The lust for low prices has its roots in the late 19th century, when Wanamaker, Woolworth and Sears began offering goods at much lower prices than smaller merchants. The focus on low prices often meant that quality was less important.

"This pushed hard against the American tradition of frugality, where price was only one consideration," Shell writes. "Historically, Americans sought durable long-lasting goods that they could pass among themselves and down to their children." Where re-heeling shoes and darning socks were once common, cheap goods became more disposable, allowing the common man to buy a new pair of shoes when the old ones wore out.

Although critics derided low-quality goods, discount shopping soon lost its stigma and became the norm. In the 1960s, Shell writes, the discount format took over American retailing.

"The focus switched from the object to the deal: If the deal was good, the object under consideration became less critical to the transaction."

Ads from the 1960s trumpeted low prices of goods from radios to dolls to fruitcakes, without a clue about the brand. Craftsmanship was falling prey not only to price, but to convenience as well.

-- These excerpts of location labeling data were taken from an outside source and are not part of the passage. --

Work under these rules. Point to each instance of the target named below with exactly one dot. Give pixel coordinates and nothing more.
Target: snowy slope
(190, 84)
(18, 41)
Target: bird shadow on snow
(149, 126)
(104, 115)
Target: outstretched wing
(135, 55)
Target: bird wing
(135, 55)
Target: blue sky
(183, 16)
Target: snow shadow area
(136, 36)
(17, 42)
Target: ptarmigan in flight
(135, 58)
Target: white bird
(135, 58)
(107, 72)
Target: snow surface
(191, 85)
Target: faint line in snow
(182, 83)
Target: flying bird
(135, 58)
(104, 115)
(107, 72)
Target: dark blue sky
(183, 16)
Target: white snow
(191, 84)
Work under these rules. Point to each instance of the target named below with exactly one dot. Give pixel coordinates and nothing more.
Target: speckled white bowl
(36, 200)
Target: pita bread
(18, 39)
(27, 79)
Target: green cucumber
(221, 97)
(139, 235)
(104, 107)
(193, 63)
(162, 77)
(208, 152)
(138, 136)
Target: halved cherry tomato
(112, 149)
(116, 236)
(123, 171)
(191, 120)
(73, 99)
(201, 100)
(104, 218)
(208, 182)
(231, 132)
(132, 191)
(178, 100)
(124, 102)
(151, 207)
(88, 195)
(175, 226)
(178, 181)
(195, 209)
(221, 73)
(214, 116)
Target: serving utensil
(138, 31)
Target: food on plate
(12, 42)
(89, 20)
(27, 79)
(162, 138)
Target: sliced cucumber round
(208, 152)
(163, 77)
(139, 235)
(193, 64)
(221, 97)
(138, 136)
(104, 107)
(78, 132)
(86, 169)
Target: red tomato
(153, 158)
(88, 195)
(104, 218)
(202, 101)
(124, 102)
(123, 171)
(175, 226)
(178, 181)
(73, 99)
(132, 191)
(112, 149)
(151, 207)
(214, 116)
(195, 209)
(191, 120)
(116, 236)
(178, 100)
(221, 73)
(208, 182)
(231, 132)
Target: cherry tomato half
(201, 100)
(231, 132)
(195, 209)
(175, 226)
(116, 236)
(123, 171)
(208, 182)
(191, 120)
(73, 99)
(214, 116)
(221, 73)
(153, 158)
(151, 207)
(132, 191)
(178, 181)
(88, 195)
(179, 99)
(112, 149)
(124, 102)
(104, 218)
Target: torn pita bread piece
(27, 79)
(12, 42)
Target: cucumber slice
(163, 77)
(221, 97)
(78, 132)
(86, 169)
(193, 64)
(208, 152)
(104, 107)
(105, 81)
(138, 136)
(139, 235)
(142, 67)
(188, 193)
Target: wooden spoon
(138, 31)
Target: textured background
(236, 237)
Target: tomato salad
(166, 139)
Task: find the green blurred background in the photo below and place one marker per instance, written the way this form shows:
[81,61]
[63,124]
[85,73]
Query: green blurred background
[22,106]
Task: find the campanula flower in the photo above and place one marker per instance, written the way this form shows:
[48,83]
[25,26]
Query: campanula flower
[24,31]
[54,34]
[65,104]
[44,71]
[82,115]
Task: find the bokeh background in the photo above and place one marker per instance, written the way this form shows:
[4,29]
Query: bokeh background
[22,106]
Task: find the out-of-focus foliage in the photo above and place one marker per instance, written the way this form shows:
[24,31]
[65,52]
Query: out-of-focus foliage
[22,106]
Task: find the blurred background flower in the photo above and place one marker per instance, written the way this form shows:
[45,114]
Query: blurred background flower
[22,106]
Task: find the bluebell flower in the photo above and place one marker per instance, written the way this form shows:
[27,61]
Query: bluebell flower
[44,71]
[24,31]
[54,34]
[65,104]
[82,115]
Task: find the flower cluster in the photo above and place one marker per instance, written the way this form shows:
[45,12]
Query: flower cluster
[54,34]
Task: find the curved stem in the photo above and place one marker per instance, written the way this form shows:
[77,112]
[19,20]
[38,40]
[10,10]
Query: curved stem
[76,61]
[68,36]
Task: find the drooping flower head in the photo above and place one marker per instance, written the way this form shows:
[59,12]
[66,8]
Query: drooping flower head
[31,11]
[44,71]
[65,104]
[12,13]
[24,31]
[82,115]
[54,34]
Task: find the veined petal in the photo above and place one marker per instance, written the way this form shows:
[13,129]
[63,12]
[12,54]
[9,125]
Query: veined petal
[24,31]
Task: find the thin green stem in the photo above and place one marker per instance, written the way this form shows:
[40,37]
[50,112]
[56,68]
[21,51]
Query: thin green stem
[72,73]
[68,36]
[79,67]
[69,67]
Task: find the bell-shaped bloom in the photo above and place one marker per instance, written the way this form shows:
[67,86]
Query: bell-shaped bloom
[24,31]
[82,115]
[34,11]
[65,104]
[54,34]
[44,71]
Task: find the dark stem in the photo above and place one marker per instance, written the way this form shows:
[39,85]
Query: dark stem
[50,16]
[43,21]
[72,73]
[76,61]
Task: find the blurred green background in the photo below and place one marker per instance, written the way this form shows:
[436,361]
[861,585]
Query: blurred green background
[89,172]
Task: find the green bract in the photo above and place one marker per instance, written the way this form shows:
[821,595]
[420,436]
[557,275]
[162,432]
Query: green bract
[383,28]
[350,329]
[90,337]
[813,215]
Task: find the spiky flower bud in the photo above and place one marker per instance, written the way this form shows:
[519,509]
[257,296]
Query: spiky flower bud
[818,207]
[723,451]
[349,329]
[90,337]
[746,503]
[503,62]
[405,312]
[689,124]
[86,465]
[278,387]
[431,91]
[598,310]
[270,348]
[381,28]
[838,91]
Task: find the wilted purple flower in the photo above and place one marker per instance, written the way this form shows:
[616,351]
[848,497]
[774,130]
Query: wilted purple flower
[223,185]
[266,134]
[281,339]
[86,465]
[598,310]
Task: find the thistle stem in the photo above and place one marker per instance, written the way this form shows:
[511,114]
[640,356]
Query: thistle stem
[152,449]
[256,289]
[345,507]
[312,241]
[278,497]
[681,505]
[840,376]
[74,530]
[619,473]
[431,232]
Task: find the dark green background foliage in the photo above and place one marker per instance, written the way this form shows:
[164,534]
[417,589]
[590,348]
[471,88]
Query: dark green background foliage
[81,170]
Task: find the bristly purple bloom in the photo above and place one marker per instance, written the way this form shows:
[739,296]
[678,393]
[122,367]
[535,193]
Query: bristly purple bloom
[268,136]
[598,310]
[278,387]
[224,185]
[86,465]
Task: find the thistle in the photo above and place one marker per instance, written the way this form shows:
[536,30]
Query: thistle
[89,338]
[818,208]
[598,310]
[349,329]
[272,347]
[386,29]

In 1956, carpenter Gillis Lundgren was hired to build and deliver a table to a local furniture dealer. Unable to fit the table in his car, Lundgren pulled the legs off. The idea struck the furniture dealer, Ingvar Kamprad, who went on to found Ikea. The furniture retailer has grown by adopting cost-cutting ideas such as "flat packing," which transferred the time and effort of delivery and assembly from the craftsman to the customer.

Shell calls it "one of the great marketing gambits of the 20th century: the discreet transfer of costs from seller to buyer."

With furniture designed to sell at low prices, the idea of furniture as heirlooms is becoming obsolete. Of course, design is not the same as craftsmanship. "When these objects break, we don't ask for sympathy," Shell writes. "We expected it to happen."

Some economists and politicians have argued that discount goods benefit America's poor. Shell disagrees. Prices on necessities are rarely lowered much, she says. Second, low prices at stores such as Walmart depend on paying low wages to workers, who in turn can't afford to shop anywhere else. "The poor benefit the discounting industry far more than the discounting industry benefits the poor," she writes.

As for food, a focus on low prices over quality can mean Gulf of Mexico shrimp are pushed from the market by frozen Asian fare. And the stress on low prices can result in a lack of concern for food safety, as evidenced by e. coli-ridden factory farms and the more than 1,900 Chinese food shipments rejected by the Food and Drug Administration from July 2006 through June 2007.

The book is an engaging exploration of the ways cheapness is making our lives worse. What's more, it conveys how difficult it would be for Americans to abandon their focus on low prices. Reading this book, however, might be a good first step.

Seth Brown is author of Rhode Island Curiosities.